Particularly active antibodies as a barrier to SARS-CoV-2 24 August 2021
This work, in press in Science Translational Medicine and pre-published on Monday, December 7, 2020, on the Science Translational Medicine journal website, shows that the IgA antibody response plays a critical role in neutralizing the SARS-CoV-2 virus early and particularly effectively.
IgA antibodies play an essential role in protecting the body’s mucous membranes, particularly the respiratory tract. It was therefore logical to study this particular antibody response in patients infected with SARS-CoV-2. Researchers and clinicians affiliated with the CIMI Research Centre (Sorbonne University and Inserm) in collaboration with several clinical services of the APHP-Sorbonne University and teams from the Pasteur Institute, show that the IgA response plays a primordial role in neutralising the SARS-CoV-2 virus early and particularly effectively.
Somewhat surprisingly, IgA antibodies are often the first detectable virus-specific antibodies. This is an unusual profile, as immunological dogma dictates that the IgM response is dominant upon encountering an unknown pathogen. The virus-induced stimulation induces a very large expansion of young IgA antibody-secreting cells (plasmablasts) that circulate between the blood and the mucous membranes in which they are able to reside. However, this IgA antibody response is slowly declining, including in the saliva.
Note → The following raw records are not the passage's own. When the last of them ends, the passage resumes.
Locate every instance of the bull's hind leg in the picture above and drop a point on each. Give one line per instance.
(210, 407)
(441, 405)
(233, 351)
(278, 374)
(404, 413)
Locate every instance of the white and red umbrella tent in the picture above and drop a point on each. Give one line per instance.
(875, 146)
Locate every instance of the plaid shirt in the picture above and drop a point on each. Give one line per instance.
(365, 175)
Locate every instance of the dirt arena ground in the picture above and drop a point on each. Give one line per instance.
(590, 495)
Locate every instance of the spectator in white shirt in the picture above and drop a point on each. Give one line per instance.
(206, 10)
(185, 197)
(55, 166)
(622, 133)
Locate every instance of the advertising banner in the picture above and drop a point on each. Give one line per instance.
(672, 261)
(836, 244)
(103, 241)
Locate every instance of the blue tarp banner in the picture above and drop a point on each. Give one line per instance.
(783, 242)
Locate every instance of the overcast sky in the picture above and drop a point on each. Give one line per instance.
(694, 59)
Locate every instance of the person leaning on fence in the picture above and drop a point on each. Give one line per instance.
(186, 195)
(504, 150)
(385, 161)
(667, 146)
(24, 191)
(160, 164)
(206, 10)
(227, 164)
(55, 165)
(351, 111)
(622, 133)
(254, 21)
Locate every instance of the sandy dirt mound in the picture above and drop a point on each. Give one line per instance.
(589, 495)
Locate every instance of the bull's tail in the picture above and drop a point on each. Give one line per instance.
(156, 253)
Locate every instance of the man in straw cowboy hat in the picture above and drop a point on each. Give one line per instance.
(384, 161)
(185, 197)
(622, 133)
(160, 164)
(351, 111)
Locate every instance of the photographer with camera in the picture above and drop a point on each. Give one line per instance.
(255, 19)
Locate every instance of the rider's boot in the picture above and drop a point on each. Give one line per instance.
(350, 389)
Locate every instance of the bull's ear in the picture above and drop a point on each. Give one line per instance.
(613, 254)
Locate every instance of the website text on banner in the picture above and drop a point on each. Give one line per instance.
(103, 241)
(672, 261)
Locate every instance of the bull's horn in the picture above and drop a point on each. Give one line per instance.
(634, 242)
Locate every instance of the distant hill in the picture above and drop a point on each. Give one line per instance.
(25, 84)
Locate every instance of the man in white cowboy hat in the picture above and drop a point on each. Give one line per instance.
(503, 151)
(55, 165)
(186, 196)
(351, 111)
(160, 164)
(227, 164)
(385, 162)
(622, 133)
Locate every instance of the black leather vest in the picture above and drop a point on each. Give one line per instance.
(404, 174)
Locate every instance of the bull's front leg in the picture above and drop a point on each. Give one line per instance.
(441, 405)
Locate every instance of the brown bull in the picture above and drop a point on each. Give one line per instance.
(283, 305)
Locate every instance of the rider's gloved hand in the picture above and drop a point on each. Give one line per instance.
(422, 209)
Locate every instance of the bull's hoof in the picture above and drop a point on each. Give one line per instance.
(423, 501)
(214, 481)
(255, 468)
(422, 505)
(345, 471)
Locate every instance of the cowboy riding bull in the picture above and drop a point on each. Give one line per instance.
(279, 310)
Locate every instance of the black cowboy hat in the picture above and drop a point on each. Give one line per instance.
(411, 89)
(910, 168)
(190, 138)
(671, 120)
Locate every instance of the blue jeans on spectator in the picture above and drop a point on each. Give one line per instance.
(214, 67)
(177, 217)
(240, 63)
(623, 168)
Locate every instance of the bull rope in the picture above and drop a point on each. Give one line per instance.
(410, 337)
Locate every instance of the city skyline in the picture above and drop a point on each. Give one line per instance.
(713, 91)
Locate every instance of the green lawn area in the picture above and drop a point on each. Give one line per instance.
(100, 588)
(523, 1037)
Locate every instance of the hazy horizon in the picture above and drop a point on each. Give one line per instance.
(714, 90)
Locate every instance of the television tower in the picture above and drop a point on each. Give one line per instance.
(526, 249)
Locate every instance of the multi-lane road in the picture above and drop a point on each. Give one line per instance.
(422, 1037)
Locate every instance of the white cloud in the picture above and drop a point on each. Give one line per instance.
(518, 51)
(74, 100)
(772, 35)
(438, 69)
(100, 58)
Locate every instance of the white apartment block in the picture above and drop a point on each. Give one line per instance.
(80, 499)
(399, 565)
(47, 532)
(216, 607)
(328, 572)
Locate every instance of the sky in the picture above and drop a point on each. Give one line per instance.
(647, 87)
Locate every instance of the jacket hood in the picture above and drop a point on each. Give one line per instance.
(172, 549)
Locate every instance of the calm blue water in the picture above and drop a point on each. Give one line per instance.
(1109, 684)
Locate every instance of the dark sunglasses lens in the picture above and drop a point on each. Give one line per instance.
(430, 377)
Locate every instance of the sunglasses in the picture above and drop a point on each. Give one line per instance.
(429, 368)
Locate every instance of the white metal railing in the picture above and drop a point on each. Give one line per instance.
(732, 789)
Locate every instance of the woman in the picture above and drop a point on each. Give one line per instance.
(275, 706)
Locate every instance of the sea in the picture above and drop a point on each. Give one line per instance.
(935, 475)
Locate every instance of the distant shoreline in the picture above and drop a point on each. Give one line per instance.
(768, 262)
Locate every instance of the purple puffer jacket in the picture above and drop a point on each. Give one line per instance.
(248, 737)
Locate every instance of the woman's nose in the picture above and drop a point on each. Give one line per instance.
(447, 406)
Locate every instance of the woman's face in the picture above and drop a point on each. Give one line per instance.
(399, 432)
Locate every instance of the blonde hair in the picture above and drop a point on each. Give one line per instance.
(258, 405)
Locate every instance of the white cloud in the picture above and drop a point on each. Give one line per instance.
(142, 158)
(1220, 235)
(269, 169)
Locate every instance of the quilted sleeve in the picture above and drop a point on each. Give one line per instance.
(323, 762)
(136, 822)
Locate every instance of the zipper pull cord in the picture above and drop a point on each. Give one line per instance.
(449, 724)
The teams in charge of this work show that in the first few weeks after infection, IgA antibodies do most of the work of neutralising the virus. The level of these antibodies rapidly decreases in the blood and becomes weakly detectable in most subjects 30 days after the onset of symptoms. However, these antibodies remain detectable and active in saliva for a longer period of time (up to 73 days after the onset of symptoms) although this level of local protection also appears to decline slowly. In a subgroup of patients with a mild ambulatory form, it is reported that approximately 6 months after counting, the saliva no longer exerts a neutralising effect on the virus. These preliminary results on saliva do not necessarily imply a lack of protection at the tissue level, especially in patients with a more severe form of the disease.
In conclusion, this work highlights the potent protective character of IgA. It raises the question of the possible role of secretory IgA in limiting virus transmission. It will therefore be interesting to evaluate to what extent the various vaccines that will soon be widely available could induce, or not, a systemic or even mucosal IgA response. If necessary, it could be envisaged to eventually include a local stimulation in our vaccine strategies, in the form of local nebulisations for example.
IgA dominates the early neutralizing antibody response to SARS-CoV-2 : D. Sterlin, A. Mathian, M. Miyara, A. Mohr, F. Anna, L. Claër, P. Quentric, J. Fadlallah, H. Devilliers, P. Ghillani, C. Gunn, R. Hockett, S. Mudumba, A. Guihot, C-E. Luyt, J. Mayaux, A. Beurton, S. Fourati, T. Bruel, O. Schwartz, J-M. Lacorte, H. Yssel, C. Parizot, K. Dorgham, P. Charneau, Z. Amoura, G. Gorochov. Science Translational Medicine, in press.